天保年間(1830−1843)の改革で絹織物一切の製造と着用が禁止される中、また身分制の厳しかった中で、農民や町人でも着用しても良いとされた唯一の絹織物が紬であった。その理由としては、外見が木綿風であるということがひとつ上げられよう。しかし、最大の理由は出荷できない屑繭にあった。
当時の養蚕地では、正繭は出荷し、残った玉繭や屑繭を捨てることなく真綿とし、その真綿から手紡ぎで糸を引いていた。これを染め、手機で念入りに織り上げたものが紬だ。当然のことながら同じ紬ではあっても、それぞれが地域の特徴をもって生まれてきているのは言うまでもない。しかもその殆どが自家用であり、柄も今と違って縞や絣といった単純なものであった。が、その技術の深さを奥に秘め表に現さないという渋い贅沢品であり、このことが町人階級の間でおおいにもてはやされ、自家用から商品として発達していった。このことから考えると絹糸そのものを素材として、締機で柄をつける大島紬などは、絹織物であるといえるかもしれない。伝統の純粋性と織り手の心を包み込む素晴らしい織物、それが紬ではあるが、なぜかフォーマルとして認知されていない。これは、自家用であったことを含めた歴史的背景や、外見が木綿風で
あることなどがその所以であろうか。




きもの風土記


きもの風土記


きもの風土記

  
岩手県盛岡市付近はかつて南部と呼ばれていたことから、南部紬の名称を持つ。一方、多年草木の「むらさき」の根を使うことから、南部紫紺染としても有名だ。絣の括り材に和紙を使用することや、玉繭をよく煮て麻布に包み、急流にひたし、重石をすることなどが特徴的だ。

  
別名置賜紬といい、米沢琉球紬の略称。山形県長井町が集散地のため、長井紬とも呼ばれる。
米沢藩主・上杉鷹山の奨励により織りはじめられたと言われている。
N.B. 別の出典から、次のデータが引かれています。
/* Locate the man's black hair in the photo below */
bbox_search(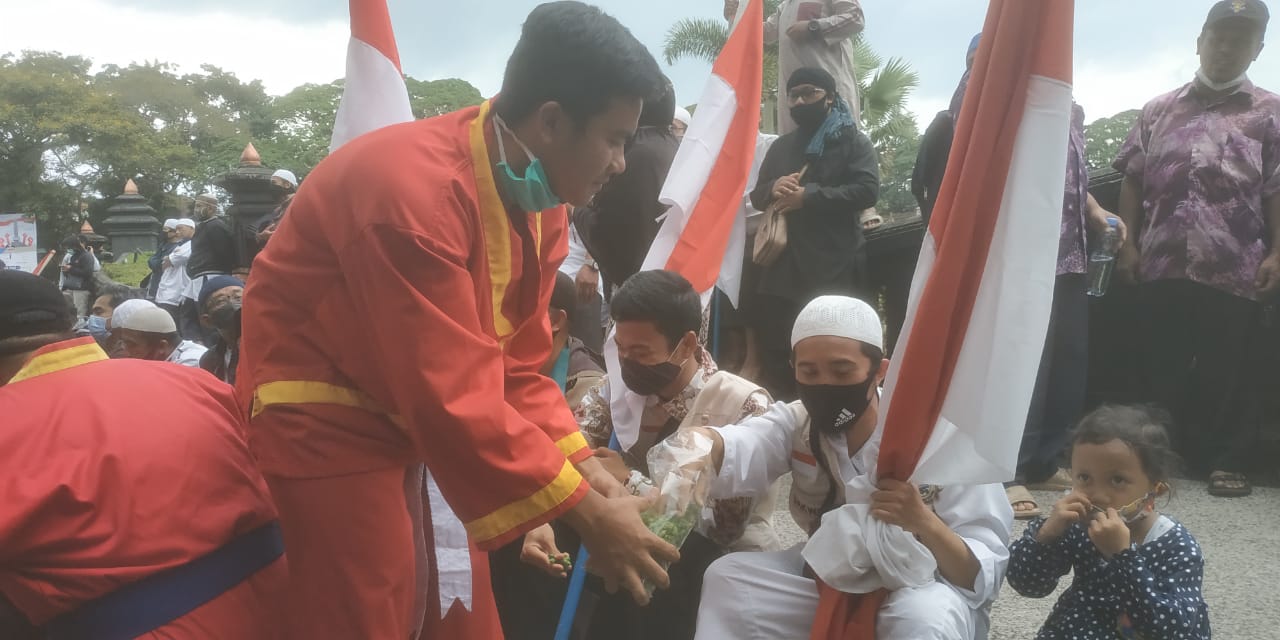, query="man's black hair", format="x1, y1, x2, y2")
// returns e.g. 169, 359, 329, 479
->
97, 284, 145, 308
495, 0, 666, 125
550, 271, 577, 326
609, 270, 703, 349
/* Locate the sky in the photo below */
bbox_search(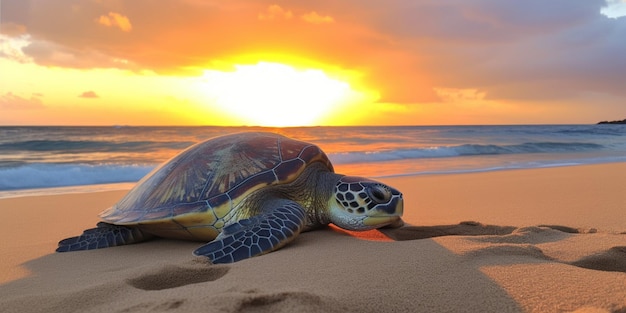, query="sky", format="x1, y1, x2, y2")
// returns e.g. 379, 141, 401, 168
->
0, 0, 626, 126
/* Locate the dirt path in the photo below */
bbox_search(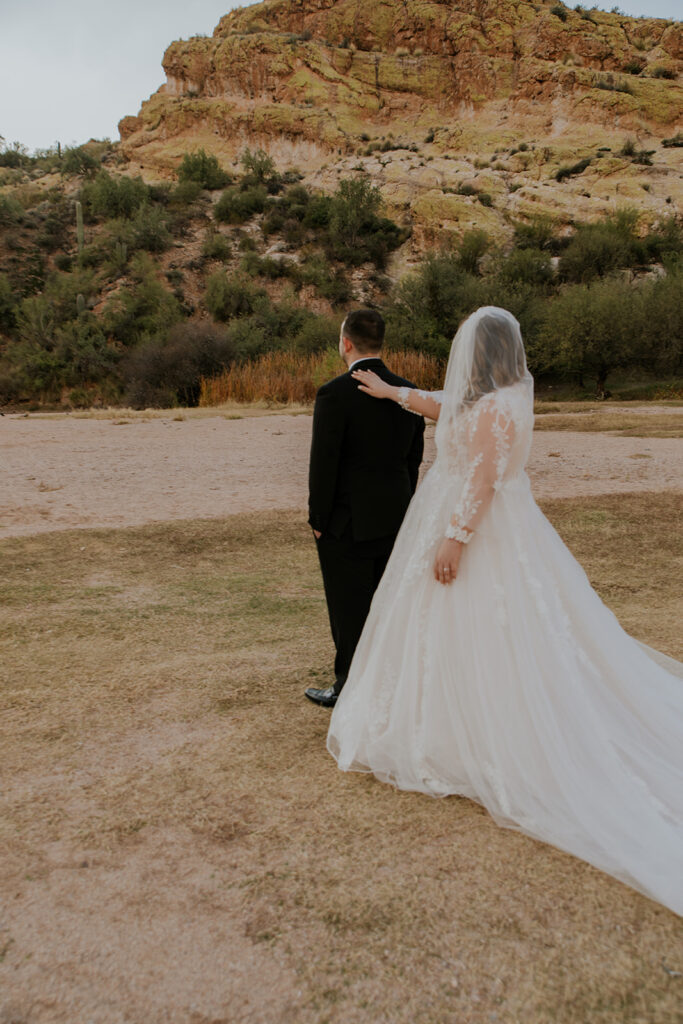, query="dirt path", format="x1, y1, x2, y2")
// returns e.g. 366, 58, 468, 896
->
0, 416, 683, 539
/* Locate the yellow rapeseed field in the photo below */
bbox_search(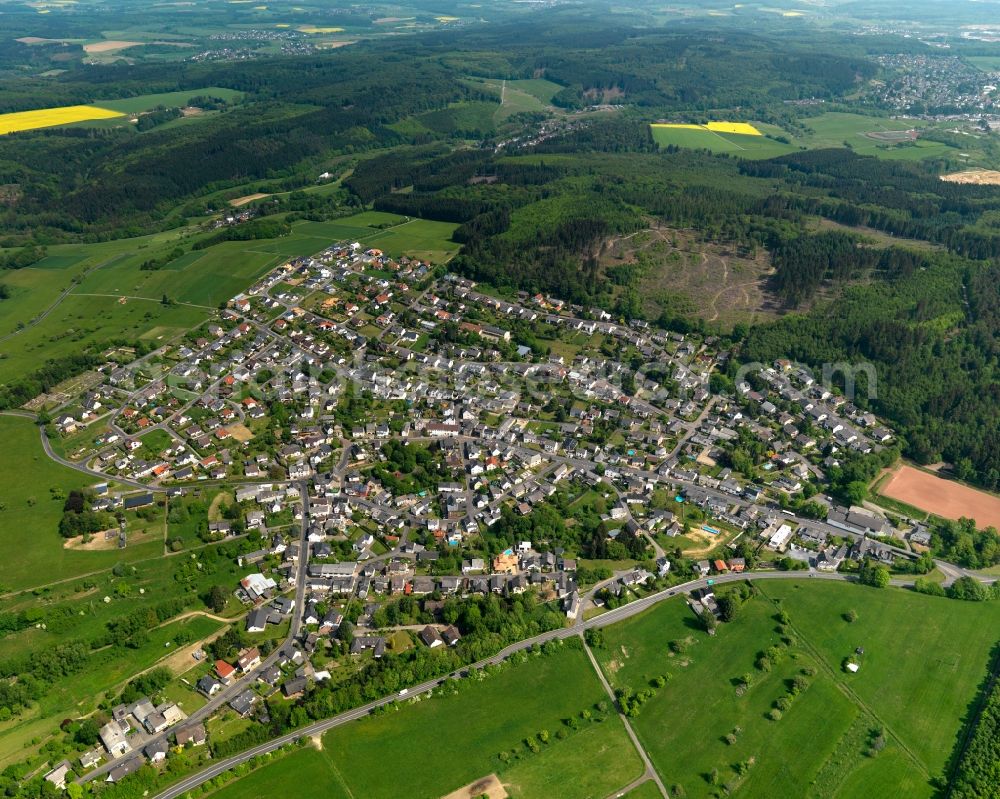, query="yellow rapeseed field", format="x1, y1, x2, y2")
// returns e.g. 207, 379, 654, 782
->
650, 122, 764, 136
0, 105, 125, 134
705, 122, 764, 136
650, 122, 705, 130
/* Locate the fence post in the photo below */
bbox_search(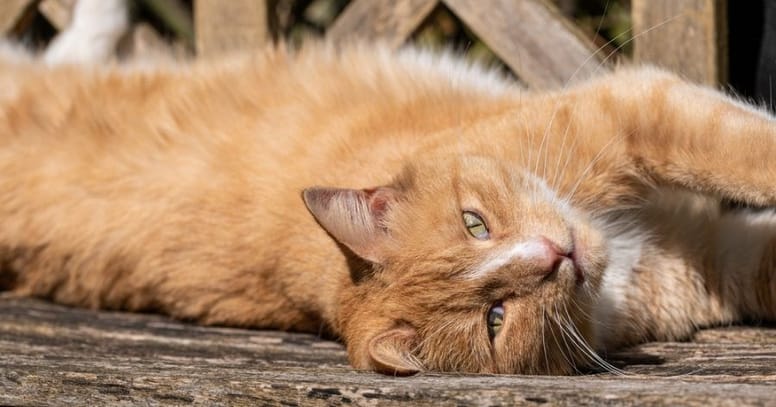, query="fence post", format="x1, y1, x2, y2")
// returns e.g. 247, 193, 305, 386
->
326, 0, 439, 48
194, 0, 269, 57
632, 0, 727, 85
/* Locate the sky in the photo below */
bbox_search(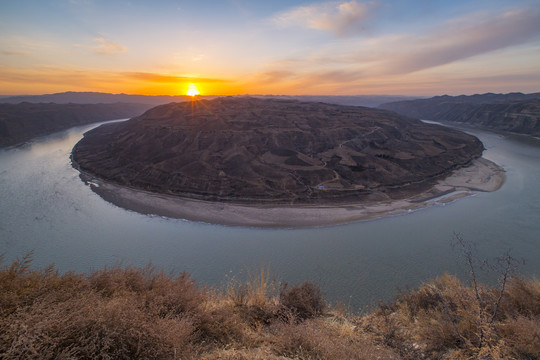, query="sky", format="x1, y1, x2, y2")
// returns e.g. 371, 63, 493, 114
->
0, 0, 540, 96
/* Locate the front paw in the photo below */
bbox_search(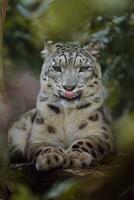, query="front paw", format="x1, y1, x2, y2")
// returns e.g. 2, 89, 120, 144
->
35, 147, 64, 171
63, 151, 93, 168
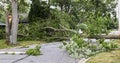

玉繭からの手紡ぎ糸(玉糸)を経糸に、緯糸には生糸を用いたタテヨコ正絹の絣風の紬だ。

  
起源は不明だが約350年前に集散地である茨城県結城市の名を冠して呼ばれるようになった。
経緯糸ともに真綿から手紡ぎした紬糸で、経糸は緯糸に比べてやや太い糸を使用する。色的には藍染が多く渋みがあるのが特色。細かい絣柄を組み合わせながら居座機で織るため、できあがりには期日を要す。
また、他の類似品と区別するため本場結城紬と称している。